Fevereiro 10, 2017

Maia segue a perigosa trilha de Cunha

Depois de vencer um processo de escolha para a presidência da Câmara dos Deputados com o apoio do Palácio do Planalto, Rodrigo Maia (DEM-RJ) começa a conhecer de perto a pressão sobre o cargo que ocupa, hoje o primeiro na linha sucessória. Segue perigosamente os caminhos do antecessor Eduardo Cunha (PMDB-RJ), seu adversário político paroquial, como se fosse um roteiro pré-definido: primeiro é envolvido em escândalos de corrupção, depois defende-se com a abertura do impeachment do inquilino do Planalto e, por fim, capitula.

Maia não quer participar do enredo, mas tem explicações a dar sobre uma investigação da Polícia Federal onde aparece como um defensor dos interesses da empreiteira OAS em projetos na casa após receber vantagens indevidas. O presidente da Câmara bradou forte, reclamou do que qualifica de vazamento e chamou o caldo de “absurdo”. Mas para completar as desventuras em série do comando cameral, Maia tem pela frente o desafio de agilizar análises importantes para o país, nada mais nada menos do que a Reforma da Previdência, que afetará gente que o investiga, que pode acusá-lo ou julgá-lo. Nada é ao acaso nesta República.

 

Movimento 1
Cresce o desejo de muitos legisladores, do Congresso Nacional às assembleias, em barrar a prática, já aprovada em algumas câmaras de Vereadores, de impedir que eleitos para fazer leis e fiscalizar o Executivo tornem-se secretários ou presidentes de empresas públicas. Um dos caminhos seria levar a proposta via projetos de origem popular. Acreditem, tem gente em Santa Catarina, que já foi deputado-secretário, que assina embaixo.

 

Movimento 2

Há uma base bem sólida em termos de argumentos. Basta avaliar o desgaste provocado em Brasília com gente oriunda do Congresso e que teme que o possível envolvimento na Operação Lava Jato, que investiga casos de corrupção, traga repercussões no Planalto. O que foi trazer o brilho dos votos dos parlamentares para o executivo um dia, virou moeda de troca para abrigar suplentes e atender os partidos, uma forma em que apenas o indicado ao cargo ganha e nada acrescenta ao governante, a não ser um pífio apoio que encontra em outros caminhos a costura ideal.

 

JEFERSON BALDO/SECOM

FOCO EM UDO E NA EMPADA

Em menos de um mês, o vice-governador Eduardo Pinho Moreira levou secretários de peso, como Luiz Fernando Vampiro (Infraestrutura), para uma agenda em Joinville, juntamente com a secretária da Agência de Desenvolvimento Regional, Simone Schramm. Visitaram mais dos que as importantes obras que têm participação do Estado, a Rua Tuiuti e a duplicação da Santos Dumont, que faz a ligação ao Aeroporto Lauro Carneiro de Loyola. É uma maneira de dar ênfase a relevância que Udo Döhler (PMDB), prefeito reeleito da maior cidade catarinense, terá na eleição de 2018. E a passagem por Joinville foi comemorada com uma empada Jerke, uma espécie de ritual popular.

 

Romaria

Esta importância será amplificada hoje, quando o deputado federal Mauro Mariani, presidente estadual do PMDB, visitará Joinville, acompanhado do secretário nacional de Defesa Civil, coronel PM da reserva Renato Newton Ramlow, que é catarinense.

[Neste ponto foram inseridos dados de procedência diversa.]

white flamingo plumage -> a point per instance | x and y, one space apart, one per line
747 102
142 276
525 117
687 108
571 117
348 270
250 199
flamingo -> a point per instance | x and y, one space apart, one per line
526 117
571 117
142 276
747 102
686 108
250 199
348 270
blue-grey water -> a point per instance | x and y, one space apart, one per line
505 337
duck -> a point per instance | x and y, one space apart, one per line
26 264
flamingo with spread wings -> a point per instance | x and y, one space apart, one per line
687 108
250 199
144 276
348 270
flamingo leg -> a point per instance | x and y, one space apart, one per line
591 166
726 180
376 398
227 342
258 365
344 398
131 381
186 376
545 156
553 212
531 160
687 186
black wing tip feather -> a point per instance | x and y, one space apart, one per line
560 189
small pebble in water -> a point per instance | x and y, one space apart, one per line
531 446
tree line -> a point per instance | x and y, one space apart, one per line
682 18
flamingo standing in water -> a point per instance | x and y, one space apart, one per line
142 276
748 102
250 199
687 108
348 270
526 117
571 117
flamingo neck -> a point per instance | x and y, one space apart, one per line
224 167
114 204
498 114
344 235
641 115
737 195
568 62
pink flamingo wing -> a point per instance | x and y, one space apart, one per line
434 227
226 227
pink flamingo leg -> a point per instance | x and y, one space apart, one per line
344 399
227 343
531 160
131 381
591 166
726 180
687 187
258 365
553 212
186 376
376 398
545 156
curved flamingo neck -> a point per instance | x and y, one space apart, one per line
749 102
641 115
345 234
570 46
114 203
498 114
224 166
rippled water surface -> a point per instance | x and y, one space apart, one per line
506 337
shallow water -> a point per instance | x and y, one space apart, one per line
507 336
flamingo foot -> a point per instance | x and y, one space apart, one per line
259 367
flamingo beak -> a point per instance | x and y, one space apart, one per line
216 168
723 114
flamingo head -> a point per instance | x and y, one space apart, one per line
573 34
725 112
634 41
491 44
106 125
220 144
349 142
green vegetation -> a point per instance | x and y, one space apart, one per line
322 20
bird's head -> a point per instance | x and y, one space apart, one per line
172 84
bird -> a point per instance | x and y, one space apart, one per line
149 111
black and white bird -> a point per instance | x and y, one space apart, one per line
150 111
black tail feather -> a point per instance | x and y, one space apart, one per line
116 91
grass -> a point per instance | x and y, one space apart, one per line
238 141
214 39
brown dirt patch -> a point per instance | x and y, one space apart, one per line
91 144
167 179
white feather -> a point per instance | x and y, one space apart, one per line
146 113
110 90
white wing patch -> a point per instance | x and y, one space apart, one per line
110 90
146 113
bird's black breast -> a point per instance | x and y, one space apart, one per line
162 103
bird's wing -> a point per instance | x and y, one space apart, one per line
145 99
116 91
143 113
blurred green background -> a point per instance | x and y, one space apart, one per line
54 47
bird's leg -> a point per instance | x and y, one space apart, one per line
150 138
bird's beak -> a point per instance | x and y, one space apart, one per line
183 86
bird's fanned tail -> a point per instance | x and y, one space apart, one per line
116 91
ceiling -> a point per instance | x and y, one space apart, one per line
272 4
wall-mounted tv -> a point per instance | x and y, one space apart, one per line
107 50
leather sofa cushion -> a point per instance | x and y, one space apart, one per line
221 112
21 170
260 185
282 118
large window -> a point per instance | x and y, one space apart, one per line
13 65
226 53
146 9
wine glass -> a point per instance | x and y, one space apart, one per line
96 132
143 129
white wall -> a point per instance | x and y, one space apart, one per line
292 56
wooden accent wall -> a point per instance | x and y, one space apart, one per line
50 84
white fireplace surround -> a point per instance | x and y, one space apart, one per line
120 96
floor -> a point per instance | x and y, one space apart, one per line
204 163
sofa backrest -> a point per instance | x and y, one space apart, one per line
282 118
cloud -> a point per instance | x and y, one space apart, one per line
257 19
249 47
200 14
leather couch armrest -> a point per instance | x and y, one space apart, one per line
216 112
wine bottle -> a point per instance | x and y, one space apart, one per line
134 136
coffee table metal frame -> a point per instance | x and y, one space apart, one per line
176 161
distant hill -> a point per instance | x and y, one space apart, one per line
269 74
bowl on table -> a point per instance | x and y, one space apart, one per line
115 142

O secretário estadual Rodrigo Moratelli também participa de uma avaliação dos prejuízos causados pelas chuvas.

 

Em Brasília

Briga pela substituição no Ministério da Justiça, que também envolve a vontade dos governistas e a manutenção da existência do centrão, grupo que outrora dava as cartas no Congresso, domina os bastidores no Palácio do Planalto. O caso, sem aparente solução, tem ganho mais espaço na agenda palaciana do que o vai e vem da indicação de Wellington Moreira Franco à Secretaria-geral da Presidência e do que os protestos e ações na Justiça que tentam barrar o nome de Alexandre de Moraes para o Supremo Tribunal Federal.  

 

DIVULGAÇÃO

DIÁLOGO COM OS PAIS

Antes da negociação iniciar com os representantes dos professores e demais categorias em greve, que deveria ser nesta sexta-feira pela manhã, os secretários Maurício Fernandes Pereira (Educação) e Everson Mendes (Administração) receberam uma comissão de pais da rede de ensino de Florianópolis em meio à greve da categoria. A proposta à mesa é interessante: participar das reuniões com os servidores, além de receber um dos pais na comissão que elaborará o plano de carreira e, uma vez por mês, fazer com quem os pais participem de um conselho com o secretário da Educação. Prejudicados com a paralisação, os pais ouviram dos assessores de Gean Loureiro (PMDB) um quadro com a situação financeira da prefeitura.

 

E aí, não foram!

Os representantes do Sintrasem erraram ao não comparecer a uma reunião de conciliação com o prefeito Gean Loureiro chamada na sede da OAB, na Capital, na manhã desta sexta-feira. Alegaram que tinham outro compromisso com vereadores, no gabinete do prefeito, para tratar do mesmo assunto, porém quem decide é Gean, o ausente que desconhecia a "visita". Os sindicalistas perderam tempo e se desgastaram junto à população que paga os impostos e os salários do funcionalismo. Muitos servidores não gostaram da manobra, quase humorística, estilo "Pegadinha do Mallandro".

 

RÁPIDAS

 

* Mal retornou à Assembleia e o deputado Dóia Guglielmi já recebeu a missão de liderar a bancada tucana na casa, função estratégica que já ocupou entre 2013 e 2014.

 

* Servidores da prefeitura da Capital em greve fazem nova assembleia hoje, porém enquanto não flexibilizarem a pauta, que pede a revogação pelo prefeito Gean Loureiro das medidas de contenção de despesas aprovadas na Câmara, não encontrarão espaço para o diálogo.

 

* Em nota oficial, o PDT de Florianópolis reafirma que não participa mais da administração de Gean Loureiro, no mínimo uma forma de mostrar para o funcionalismo paralisado que está ao lado do movimento.

 

* Chegamos em meados de fevereiro e ainda tem quem trabalhou em campanhas eleitorais em Florianópolis a cobrar a fatura do que fez para os candidatos a prefeito, e o problema é maior porque trata-se de valores não declarados na prestação de contas feita ao TRE.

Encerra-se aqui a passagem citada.